Lo plebiscitario y lo representativo se funden en el proceso que permite elegir gobernantes y representantes populares. Es el caso de que muchas otras autoridades, particularmente los integrantes del Poder Judicial son electas democráticamente a través de una decisión mayoritaria de un órgano colegiado electo por voto popular. Lo mismo ocurre para ciertas designaciones de autoridades de relevancia, para el caso mexicano los integrantes de órganos constitucionales autónomos como el Banco de México, el Instituto Nacional Electoral, la Comisión Federal de Competencia Económica, funcionarios hacendarios y diplomáticos o directivos de entidades de relevancia como la CNDH.

La democracia directa enfrenta problemas prácticos en todas partes, particularmente la dificultad para que los ciudadanos participen de estos procesos a fin que sea una mayoría robusta en participación y votación la que resuelva la consulta popular. Recientemente los constituyentes erraron en determinar para una decisión crítica como es la revocación de mandato de gobernadores y presidente, que es suficiente 40 por ciento para que la determinación sea vinculatoria. En todo caso lo que debió determinarse es que la participación y el número de votos debiera ser superior al de la elección que eligió al ejecutivo del caso, de otra manera una minoría prevalecería sobre una mayoría. Es evidente que el problema se agrava si se reduce a 30 por ciento la participación.
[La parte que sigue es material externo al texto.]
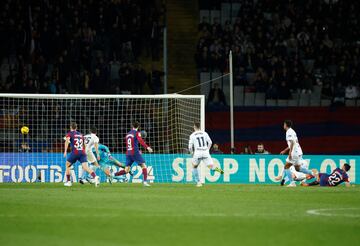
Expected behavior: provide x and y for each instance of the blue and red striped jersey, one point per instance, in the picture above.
(76, 142)
(133, 138)
(337, 177)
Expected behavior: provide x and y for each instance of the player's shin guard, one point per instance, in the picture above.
(306, 171)
(288, 175)
(144, 171)
(195, 174)
(121, 172)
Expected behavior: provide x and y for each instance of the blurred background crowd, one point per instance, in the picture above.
(284, 46)
(79, 46)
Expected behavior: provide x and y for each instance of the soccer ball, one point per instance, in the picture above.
(24, 130)
(143, 134)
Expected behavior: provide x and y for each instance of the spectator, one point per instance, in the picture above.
(351, 92)
(261, 150)
(68, 39)
(247, 150)
(215, 149)
(286, 44)
(233, 151)
(216, 96)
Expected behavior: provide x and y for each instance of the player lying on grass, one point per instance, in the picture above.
(76, 141)
(199, 146)
(106, 161)
(133, 153)
(337, 176)
(295, 174)
(295, 155)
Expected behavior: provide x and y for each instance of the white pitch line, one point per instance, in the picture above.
(209, 215)
(329, 212)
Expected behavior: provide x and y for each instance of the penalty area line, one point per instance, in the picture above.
(334, 212)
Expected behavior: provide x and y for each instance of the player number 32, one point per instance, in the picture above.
(78, 144)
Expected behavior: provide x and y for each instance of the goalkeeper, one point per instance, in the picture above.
(106, 160)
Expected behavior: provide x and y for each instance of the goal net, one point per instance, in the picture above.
(38, 156)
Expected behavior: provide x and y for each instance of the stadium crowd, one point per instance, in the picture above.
(80, 46)
(287, 46)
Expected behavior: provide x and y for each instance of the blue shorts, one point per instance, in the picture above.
(106, 163)
(130, 159)
(324, 179)
(81, 157)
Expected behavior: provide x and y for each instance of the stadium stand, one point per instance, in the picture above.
(78, 46)
(284, 46)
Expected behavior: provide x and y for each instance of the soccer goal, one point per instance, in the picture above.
(36, 155)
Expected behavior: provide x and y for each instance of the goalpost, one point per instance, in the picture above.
(38, 155)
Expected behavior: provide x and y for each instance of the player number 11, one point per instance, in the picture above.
(203, 141)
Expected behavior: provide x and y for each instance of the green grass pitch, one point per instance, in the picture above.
(178, 214)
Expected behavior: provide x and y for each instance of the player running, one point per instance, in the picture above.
(337, 176)
(295, 155)
(133, 153)
(106, 160)
(92, 142)
(199, 146)
(76, 141)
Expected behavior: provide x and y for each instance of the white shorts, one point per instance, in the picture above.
(295, 160)
(203, 156)
(298, 176)
(90, 156)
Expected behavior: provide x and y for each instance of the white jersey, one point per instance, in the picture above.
(291, 136)
(90, 141)
(199, 141)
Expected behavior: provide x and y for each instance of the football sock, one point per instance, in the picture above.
(195, 173)
(144, 171)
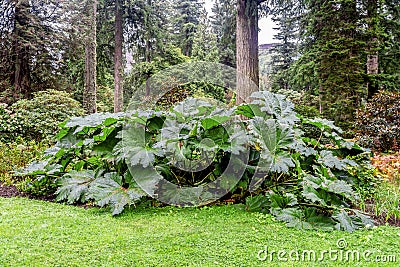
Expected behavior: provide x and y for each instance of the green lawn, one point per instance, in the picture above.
(35, 233)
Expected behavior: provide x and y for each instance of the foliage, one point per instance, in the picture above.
(17, 154)
(378, 122)
(307, 182)
(388, 166)
(49, 234)
(386, 202)
(38, 118)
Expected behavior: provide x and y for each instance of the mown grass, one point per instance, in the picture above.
(35, 233)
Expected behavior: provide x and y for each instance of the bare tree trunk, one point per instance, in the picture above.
(89, 93)
(247, 49)
(21, 59)
(118, 66)
(373, 56)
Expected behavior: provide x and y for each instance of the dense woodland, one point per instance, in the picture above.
(334, 60)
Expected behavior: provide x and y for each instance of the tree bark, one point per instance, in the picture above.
(247, 49)
(373, 55)
(21, 75)
(89, 93)
(118, 66)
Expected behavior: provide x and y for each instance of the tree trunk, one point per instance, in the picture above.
(21, 49)
(89, 93)
(247, 50)
(373, 55)
(118, 66)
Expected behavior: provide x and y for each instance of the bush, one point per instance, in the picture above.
(299, 179)
(16, 155)
(37, 118)
(378, 123)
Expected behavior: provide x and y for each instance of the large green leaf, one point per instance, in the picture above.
(74, 186)
(327, 158)
(276, 106)
(274, 139)
(133, 148)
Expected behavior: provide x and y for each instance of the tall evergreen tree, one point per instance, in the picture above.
(247, 48)
(32, 35)
(223, 22)
(185, 26)
(285, 51)
(205, 41)
(89, 93)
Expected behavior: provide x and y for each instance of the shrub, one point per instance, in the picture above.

Las razones para la elección indirecta de autoridades es que el voto popular no es garantía de que se opte por los mejores, especialmente cuando se requiere de un perfil técnico, experiencia o especialidad. Nadie elige cirujanos por votación. Dar curso a la designación de juzgadores por voto popular no solo es una aberración, sino que acaba con el supuesto obligado de la justicia: la imparcialidad, a la vez que genera su politización, es decir, servir a una causa por encima de la legalidad.